Heroína na gravidez - Certa vez, ao ser abordado por um fã adolecente disposto a fotografá- lo, cerrou os olhos e disse : "Eu te mato". Em sua passagem pelo Brasil, no Hollywood Rock, há um ano e meio, deu mostras de que, por trás do roquerio revoltado, repousava uma personalidade suicida. "Eu não aguentou essa vida, não vou sobreviver ao rock ´n´ roll", foi sua declaração mais frequente, mesmo quando ninguém perguntava a respeito. Há um ano, foi preso em sua casa, acusado de bater na mulher. Na ocasião, os policiais encontraram em seu armário um pequena coleção de armas. "Meu esporte favorito é o tiro", ele justificou na época, embora nenhum dos amigos mais chegados tivesse conhecimento de hobby. "São para defender minha família", preferiu dizer outra vez. Na semana passada, Cobain usou uma dessas armas pela última vez.

A dificuldade de Kurt Cobain em conviver com o estrelato parece explicar-se por sua própria trajetória de vida. Não é fácil para um garoto de origem modesta, de uma cidade pequena do interior, ter de uma hora para outra o mundo aos seus pés.Que o diga Elvis Presley, viciado em bolinha até o fim da vida. Cobain, assim como o co-fundador Chis Novoselic - o baterista Dave Grohl completa o grupo - , nasceu em Aberdeen, uma cidade de lenhadores, hoje com 17 000 habitantes, perto de Seattle, no estado de Washington. Seguindo seu relato, em Aberdeen a mentalidade reinante é de que músicos de rock e homossexuais não são muito diferentes. O pai de Cobain, mecânico de automóveis, e sua mãe, secretária, separaram-se quando ele tinha oito anos. Desde então, sucessivamente, morou com avós e tios. Seu pai obrigou-o a alistar-se na Marinha. Um dia antes de sentar praça, fugiu de casa, morou embaixo de uma viaduto e em casa de amigos, até começar a ganhar alguns trocados tocando em bares. "Eu fiz de tudo para ter um pai/ Mas só o que consegui foi um papai" - letras de 'Serve The Servants', do último LP do Nirvana.

Mesmo no casamento, através do qual muita gente consegue construiu o lar que nunca teve, Cobain encontrou uma turbulência constante. Sua mulher, Courtney Love, vocalista e guitarrista do grupo Hole - que se proclama de tendência "neofeminista" - tem uma personalidade tão agitada e destrutiva quanto a sua. Duas semanas antes do nascimento da filha do casal, batizada de Frances Bean, uma entrevista para a revista 'Vanity Fair' revelou que Courtney consumia heroína.

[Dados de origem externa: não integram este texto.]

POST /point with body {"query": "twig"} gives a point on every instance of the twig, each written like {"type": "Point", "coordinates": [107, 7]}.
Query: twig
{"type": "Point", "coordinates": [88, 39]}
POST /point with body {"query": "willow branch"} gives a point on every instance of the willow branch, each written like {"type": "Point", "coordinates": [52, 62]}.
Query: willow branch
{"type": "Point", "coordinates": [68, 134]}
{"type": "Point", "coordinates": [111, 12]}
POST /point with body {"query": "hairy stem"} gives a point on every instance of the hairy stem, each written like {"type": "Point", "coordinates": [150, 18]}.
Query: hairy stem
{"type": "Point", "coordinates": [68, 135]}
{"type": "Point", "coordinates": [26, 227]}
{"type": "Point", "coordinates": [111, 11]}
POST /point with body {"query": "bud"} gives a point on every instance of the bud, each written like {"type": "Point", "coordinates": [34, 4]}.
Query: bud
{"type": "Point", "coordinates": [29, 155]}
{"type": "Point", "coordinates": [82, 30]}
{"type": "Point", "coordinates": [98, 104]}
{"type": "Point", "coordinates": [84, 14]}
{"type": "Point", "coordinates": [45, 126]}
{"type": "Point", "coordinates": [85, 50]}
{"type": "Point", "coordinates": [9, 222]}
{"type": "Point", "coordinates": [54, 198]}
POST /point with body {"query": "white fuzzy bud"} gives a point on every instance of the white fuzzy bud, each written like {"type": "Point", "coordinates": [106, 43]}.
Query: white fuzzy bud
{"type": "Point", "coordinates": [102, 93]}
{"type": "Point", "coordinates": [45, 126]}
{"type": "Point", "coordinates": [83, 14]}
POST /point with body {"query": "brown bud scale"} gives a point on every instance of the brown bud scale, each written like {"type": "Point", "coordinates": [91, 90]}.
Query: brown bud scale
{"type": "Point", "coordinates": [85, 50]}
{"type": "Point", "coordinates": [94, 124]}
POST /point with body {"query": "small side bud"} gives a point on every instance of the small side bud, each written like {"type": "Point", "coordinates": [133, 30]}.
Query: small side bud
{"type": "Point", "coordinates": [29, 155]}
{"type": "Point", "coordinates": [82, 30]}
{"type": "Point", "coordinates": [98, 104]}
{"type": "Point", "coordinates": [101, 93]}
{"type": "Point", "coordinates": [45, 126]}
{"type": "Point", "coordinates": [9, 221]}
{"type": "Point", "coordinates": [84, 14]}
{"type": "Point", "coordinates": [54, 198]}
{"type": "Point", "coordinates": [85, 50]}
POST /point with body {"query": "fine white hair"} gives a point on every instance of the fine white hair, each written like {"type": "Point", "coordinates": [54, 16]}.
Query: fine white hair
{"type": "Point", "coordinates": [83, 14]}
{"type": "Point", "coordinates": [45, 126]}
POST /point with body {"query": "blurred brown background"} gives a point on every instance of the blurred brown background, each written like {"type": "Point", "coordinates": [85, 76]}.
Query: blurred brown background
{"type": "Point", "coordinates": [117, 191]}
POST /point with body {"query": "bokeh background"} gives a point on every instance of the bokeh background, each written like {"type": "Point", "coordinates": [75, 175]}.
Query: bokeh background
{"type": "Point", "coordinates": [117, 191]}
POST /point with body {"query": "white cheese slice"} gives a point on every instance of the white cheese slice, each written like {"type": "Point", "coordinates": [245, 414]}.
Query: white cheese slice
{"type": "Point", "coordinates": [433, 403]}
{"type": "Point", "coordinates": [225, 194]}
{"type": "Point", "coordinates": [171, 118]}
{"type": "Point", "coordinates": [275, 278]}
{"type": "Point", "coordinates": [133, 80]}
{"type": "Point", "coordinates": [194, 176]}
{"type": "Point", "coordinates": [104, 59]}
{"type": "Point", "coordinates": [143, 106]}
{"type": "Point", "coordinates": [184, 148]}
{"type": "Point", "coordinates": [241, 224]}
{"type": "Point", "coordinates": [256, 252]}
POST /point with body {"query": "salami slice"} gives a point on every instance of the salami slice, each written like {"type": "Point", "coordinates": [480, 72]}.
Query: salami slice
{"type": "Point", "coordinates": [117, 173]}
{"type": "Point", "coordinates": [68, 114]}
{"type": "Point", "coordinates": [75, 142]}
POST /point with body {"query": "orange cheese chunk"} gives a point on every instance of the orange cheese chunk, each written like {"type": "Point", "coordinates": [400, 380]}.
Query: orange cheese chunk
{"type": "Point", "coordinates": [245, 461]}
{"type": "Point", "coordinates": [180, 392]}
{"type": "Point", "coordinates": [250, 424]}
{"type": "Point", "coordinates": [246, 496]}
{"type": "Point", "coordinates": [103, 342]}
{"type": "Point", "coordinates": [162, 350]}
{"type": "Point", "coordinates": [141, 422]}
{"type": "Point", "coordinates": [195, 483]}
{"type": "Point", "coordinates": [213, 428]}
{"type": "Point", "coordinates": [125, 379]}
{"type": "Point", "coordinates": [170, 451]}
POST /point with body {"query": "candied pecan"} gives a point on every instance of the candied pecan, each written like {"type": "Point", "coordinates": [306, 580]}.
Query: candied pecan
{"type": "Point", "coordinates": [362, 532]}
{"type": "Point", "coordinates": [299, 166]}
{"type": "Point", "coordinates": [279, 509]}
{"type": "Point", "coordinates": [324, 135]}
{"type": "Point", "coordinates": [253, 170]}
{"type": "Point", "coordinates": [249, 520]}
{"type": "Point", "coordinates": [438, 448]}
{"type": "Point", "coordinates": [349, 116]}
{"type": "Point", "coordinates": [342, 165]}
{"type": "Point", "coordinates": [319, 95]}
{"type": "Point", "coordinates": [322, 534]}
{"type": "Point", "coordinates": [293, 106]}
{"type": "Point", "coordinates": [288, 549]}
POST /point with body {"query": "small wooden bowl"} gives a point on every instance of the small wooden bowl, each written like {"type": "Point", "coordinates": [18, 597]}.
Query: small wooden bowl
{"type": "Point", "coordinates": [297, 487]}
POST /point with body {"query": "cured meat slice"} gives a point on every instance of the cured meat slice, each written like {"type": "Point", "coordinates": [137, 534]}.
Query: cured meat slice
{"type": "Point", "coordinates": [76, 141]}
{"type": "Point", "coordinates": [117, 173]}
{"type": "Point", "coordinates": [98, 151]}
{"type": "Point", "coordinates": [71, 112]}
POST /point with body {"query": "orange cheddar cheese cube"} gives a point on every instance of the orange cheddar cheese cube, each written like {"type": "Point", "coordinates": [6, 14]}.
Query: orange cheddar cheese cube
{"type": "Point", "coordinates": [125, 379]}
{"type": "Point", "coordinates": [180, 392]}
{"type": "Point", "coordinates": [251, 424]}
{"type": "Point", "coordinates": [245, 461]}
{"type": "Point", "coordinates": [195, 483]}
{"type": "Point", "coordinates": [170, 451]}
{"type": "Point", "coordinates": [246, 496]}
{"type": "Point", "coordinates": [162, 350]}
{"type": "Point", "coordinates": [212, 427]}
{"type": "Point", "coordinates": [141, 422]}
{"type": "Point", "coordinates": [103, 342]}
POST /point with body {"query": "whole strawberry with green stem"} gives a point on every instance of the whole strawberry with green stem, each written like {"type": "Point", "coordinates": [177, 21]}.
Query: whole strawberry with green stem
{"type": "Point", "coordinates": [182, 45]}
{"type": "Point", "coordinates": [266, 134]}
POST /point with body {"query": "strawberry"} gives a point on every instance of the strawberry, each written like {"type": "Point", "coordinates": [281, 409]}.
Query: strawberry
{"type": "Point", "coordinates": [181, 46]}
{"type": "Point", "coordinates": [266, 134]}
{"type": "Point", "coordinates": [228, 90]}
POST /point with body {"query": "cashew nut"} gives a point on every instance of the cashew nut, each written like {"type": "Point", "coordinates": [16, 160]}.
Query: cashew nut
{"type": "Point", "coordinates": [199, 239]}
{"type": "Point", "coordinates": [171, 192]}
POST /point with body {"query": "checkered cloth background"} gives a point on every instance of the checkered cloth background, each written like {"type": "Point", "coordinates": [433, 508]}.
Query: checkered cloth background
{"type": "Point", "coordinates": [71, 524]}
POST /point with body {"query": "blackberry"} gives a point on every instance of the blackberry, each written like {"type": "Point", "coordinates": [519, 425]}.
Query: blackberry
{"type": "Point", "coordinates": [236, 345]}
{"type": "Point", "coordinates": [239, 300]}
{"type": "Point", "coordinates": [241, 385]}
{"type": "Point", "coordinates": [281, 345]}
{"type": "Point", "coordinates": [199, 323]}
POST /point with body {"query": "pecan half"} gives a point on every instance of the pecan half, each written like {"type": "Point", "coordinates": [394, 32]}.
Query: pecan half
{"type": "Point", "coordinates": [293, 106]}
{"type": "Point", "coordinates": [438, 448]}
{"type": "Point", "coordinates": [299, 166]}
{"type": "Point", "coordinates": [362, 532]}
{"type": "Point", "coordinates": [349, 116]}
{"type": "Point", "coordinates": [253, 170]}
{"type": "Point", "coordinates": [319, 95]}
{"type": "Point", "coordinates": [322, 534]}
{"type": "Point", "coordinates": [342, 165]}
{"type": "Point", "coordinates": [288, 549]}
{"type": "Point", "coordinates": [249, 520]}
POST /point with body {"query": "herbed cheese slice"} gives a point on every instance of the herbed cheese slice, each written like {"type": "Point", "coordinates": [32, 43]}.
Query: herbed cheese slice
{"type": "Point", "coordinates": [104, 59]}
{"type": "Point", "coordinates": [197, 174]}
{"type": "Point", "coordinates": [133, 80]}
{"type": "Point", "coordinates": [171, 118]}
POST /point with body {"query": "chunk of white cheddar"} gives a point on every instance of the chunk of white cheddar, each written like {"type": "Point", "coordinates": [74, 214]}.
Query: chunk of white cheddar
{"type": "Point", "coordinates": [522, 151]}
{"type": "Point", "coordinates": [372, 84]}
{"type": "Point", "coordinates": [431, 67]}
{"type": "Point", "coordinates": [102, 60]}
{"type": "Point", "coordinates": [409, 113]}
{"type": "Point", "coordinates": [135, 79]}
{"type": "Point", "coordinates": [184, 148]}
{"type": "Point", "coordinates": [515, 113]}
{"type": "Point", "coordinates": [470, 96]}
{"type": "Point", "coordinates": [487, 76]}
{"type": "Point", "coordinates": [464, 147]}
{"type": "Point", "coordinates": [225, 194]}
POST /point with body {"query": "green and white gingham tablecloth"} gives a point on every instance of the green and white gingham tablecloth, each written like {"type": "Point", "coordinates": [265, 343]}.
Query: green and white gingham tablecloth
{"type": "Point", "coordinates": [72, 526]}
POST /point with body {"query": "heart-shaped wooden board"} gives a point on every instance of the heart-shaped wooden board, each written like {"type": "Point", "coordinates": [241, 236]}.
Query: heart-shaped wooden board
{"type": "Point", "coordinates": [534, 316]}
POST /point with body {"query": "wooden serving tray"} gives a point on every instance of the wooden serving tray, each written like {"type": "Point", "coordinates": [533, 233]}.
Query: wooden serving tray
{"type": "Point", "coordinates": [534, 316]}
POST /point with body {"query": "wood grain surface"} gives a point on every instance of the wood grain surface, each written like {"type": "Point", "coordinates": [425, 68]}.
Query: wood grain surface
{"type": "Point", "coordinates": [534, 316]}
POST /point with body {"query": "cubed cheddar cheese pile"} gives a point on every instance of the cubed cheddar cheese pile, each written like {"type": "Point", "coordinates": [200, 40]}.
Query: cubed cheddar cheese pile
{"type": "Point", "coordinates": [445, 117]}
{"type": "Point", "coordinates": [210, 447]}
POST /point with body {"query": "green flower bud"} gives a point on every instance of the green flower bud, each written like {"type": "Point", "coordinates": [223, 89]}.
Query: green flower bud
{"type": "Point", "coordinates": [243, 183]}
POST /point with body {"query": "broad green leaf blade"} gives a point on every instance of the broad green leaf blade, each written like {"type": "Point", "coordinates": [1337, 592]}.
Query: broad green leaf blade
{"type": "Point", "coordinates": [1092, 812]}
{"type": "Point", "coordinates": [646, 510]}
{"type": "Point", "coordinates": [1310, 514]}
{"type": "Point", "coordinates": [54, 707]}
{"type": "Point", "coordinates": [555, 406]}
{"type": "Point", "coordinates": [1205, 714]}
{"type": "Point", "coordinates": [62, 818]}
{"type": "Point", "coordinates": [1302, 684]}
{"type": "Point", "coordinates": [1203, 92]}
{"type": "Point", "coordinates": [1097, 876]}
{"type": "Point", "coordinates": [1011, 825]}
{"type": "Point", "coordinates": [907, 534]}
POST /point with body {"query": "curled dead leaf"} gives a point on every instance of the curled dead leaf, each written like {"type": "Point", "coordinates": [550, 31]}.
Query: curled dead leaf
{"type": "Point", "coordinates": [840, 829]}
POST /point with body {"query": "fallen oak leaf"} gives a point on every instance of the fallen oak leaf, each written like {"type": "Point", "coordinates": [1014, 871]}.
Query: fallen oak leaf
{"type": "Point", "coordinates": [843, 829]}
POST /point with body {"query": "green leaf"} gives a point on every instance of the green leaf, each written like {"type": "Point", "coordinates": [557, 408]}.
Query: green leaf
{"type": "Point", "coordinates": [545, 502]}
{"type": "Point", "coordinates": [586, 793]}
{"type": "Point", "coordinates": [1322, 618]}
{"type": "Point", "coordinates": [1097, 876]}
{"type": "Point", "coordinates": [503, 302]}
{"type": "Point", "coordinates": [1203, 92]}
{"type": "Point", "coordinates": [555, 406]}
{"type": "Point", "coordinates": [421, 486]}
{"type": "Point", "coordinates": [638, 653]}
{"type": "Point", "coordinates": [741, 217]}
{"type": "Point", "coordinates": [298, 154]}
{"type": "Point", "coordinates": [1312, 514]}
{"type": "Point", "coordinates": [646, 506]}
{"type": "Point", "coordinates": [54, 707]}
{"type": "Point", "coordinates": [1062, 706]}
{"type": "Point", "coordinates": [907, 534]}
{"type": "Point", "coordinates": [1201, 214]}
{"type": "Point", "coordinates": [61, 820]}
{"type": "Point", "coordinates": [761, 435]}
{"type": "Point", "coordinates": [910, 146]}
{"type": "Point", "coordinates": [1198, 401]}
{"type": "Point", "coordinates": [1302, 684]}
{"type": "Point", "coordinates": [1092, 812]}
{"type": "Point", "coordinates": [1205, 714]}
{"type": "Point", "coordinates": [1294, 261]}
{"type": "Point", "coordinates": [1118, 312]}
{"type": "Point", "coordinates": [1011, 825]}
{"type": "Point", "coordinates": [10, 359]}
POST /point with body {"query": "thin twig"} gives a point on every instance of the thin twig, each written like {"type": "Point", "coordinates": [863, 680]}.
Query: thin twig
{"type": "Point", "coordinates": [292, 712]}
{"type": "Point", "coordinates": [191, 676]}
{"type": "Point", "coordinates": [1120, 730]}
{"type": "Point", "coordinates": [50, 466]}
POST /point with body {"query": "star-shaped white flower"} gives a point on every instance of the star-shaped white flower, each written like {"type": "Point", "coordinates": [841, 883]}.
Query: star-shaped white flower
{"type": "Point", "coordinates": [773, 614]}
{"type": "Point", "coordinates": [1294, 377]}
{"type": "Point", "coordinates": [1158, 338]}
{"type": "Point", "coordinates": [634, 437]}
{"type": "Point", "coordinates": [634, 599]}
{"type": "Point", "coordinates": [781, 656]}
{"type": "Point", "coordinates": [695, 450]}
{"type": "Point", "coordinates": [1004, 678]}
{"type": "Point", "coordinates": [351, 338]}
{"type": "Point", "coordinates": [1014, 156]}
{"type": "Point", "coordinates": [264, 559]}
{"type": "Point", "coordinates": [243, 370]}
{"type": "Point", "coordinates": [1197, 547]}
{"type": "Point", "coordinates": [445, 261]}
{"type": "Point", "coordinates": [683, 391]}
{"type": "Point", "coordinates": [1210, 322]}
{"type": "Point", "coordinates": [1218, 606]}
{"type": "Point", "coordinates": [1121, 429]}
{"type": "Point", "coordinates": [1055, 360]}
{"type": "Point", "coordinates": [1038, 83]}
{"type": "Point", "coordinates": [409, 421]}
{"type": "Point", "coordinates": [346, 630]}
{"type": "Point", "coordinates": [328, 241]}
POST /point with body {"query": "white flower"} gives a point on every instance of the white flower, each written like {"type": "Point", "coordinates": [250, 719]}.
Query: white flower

Amparada na reportagem,a polícia obrigou o casal a entregar a criança à custódia da irmã de Courtney. Embora o casal a tenha recuperado logo depois, a polícia continuou a monitorar sua criação por mais um ano. Hoje Frances é uma saudável garotinha de 19 meses e Courtney assiste sua carreira decolar na frente do Hole. Cobain, na contramão, há um mês foi internado num hospital em Roma, onde ficou quatro dias em coma, após ingerir um coquetel de álcool e tranquilizantes. Semanas antes, com inédito bom humor, declarara numa entrevista: "Nunca fui tão feliz quanto agora". É possível que já estivesse com a passagem comprada para a viagem.